Thai central bank governor: 2014 growth "not very high"
YUKAKO ONO, Nikkei staff writer
BANGKOK -- Gov. Prasarn Trairatvorakul of the Bank of Thailand said that the country's growth rate for this year "will not be very high," but that the economy "will not retreat."
For 2015, he foresees the economy picking up and a better growth rate "if there is no accidental situation." Thailand contracted in the first quarter of this year, hit by prolonged political turmoil.
Prasarn told reporters Thursday that the latest economic statistics for April and May indicated some "good signs," but he remained cautious on some of the factors that may hold back growth for the full year. Consumer spending, for example, shows little strength, as household debt levels are "quite high."
The central bank will be holding its monetary policy board meeting next week.
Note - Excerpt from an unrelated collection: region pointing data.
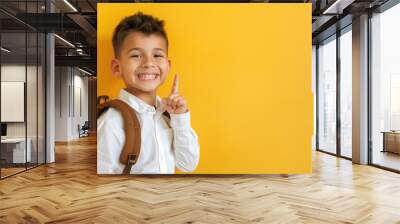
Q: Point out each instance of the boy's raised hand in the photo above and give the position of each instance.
(174, 103)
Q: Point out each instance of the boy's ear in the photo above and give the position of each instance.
(115, 67)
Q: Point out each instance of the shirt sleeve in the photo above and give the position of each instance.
(109, 147)
(185, 144)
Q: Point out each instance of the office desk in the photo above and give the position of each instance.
(391, 141)
(13, 150)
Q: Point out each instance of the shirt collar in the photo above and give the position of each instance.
(139, 105)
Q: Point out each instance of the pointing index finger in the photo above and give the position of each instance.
(175, 85)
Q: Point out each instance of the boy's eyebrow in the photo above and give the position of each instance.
(137, 48)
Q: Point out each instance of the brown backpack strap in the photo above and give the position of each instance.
(131, 150)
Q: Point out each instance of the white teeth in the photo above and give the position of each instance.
(147, 76)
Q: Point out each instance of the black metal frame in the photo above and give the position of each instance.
(338, 153)
(35, 164)
(389, 4)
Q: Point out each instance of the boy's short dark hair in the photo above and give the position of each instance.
(138, 22)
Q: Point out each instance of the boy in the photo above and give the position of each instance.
(141, 60)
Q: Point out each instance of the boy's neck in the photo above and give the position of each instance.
(148, 97)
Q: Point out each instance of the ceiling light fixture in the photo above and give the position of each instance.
(70, 5)
(64, 40)
(84, 71)
(5, 50)
(337, 7)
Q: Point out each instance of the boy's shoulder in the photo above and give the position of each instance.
(111, 117)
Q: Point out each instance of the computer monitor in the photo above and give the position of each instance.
(3, 129)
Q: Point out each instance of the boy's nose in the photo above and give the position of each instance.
(148, 62)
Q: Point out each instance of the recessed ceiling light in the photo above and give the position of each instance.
(71, 6)
(5, 50)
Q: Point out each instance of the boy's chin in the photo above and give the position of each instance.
(148, 89)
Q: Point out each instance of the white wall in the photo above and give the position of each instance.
(70, 83)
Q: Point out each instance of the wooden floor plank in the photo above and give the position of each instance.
(70, 191)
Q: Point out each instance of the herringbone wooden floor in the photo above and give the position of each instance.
(70, 191)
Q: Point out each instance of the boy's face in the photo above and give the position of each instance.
(143, 62)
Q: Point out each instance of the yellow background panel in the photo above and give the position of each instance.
(245, 70)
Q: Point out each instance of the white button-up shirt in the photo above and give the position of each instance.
(165, 143)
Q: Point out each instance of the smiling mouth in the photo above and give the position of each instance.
(147, 76)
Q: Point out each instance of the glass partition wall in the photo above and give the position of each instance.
(385, 89)
(22, 79)
(334, 105)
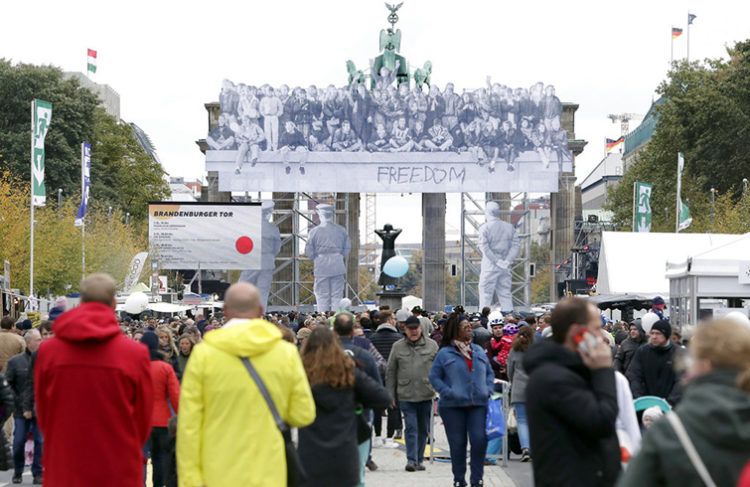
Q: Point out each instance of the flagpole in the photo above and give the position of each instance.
(677, 196)
(688, 39)
(31, 213)
(83, 219)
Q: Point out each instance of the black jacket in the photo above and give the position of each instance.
(571, 412)
(328, 447)
(625, 353)
(17, 375)
(384, 338)
(27, 394)
(651, 373)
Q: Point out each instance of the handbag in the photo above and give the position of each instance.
(6, 454)
(495, 422)
(295, 473)
(512, 422)
(689, 448)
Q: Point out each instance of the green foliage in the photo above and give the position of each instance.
(123, 175)
(110, 244)
(706, 115)
(72, 123)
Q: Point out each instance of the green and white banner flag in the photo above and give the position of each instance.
(642, 206)
(41, 114)
(683, 212)
(685, 218)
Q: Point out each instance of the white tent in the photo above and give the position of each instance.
(711, 281)
(408, 302)
(634, 262)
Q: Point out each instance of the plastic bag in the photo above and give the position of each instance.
(495, 419)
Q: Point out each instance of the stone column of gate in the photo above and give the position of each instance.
(433, 251)
(563, 205)
(284, 202)
(350, 220)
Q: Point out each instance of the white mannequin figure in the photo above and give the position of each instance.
(328, 246)
(499, 245)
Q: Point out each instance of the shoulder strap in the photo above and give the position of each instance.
(692, 453)
(264, 392)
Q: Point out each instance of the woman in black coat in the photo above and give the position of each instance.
(328, 448)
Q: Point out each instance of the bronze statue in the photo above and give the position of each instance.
(388, 235)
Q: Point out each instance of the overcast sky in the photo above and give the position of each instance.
(166, 59)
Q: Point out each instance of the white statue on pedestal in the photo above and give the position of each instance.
(499, 245)
(328, 246)
(271, 239)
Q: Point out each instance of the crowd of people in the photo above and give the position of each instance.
(212, 400)
(494, 122)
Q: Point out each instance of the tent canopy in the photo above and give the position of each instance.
(718, 260)
(635, 262)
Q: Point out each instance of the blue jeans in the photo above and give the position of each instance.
(459, 423)
(22, 427)
(417, 419)
(523, 424)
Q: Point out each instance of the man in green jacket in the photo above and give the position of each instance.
(407, 380)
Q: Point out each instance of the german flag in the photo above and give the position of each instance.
(614, 144)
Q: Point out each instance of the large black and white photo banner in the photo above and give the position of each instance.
(388, 139)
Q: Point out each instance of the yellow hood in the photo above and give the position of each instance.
(244, 338)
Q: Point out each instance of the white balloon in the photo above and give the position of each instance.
(136, 303)
(648, 320)
(738, 317)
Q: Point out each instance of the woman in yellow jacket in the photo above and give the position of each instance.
(226, 436)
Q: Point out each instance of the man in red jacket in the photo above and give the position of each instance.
(94, 396)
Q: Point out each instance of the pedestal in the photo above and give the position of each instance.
(391, 299)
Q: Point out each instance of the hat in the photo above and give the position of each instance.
(402, 315)
(663, 327)
(54, 313)
(412, 322)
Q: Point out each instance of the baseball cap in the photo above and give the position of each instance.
(402, 315)
(412, 322)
It maintained key interest rate at 2% at the previous meeting in April, after a 0.25 percentage point cut in March.
Asked whether the current political situation under the military junta is having any influence on foreign investment, Prasarn stressed that "there is no problem," saying foreign investors have been net buyers on the local bourse in recent weeks, and there has been no significant selling in the bond market.
He pointed out that in terms of monetary policy, the U.S. Federal Reserve's potential reduction of the money it pumps into the economy is a much bigger factor to consider. "In our country, I think we can handle the current economic situation," the governor said.
Prasarn also stated that "the currency rate is stable." The baht now trades at around 32.46 against the greenback, slightly higher than pre-coup levels.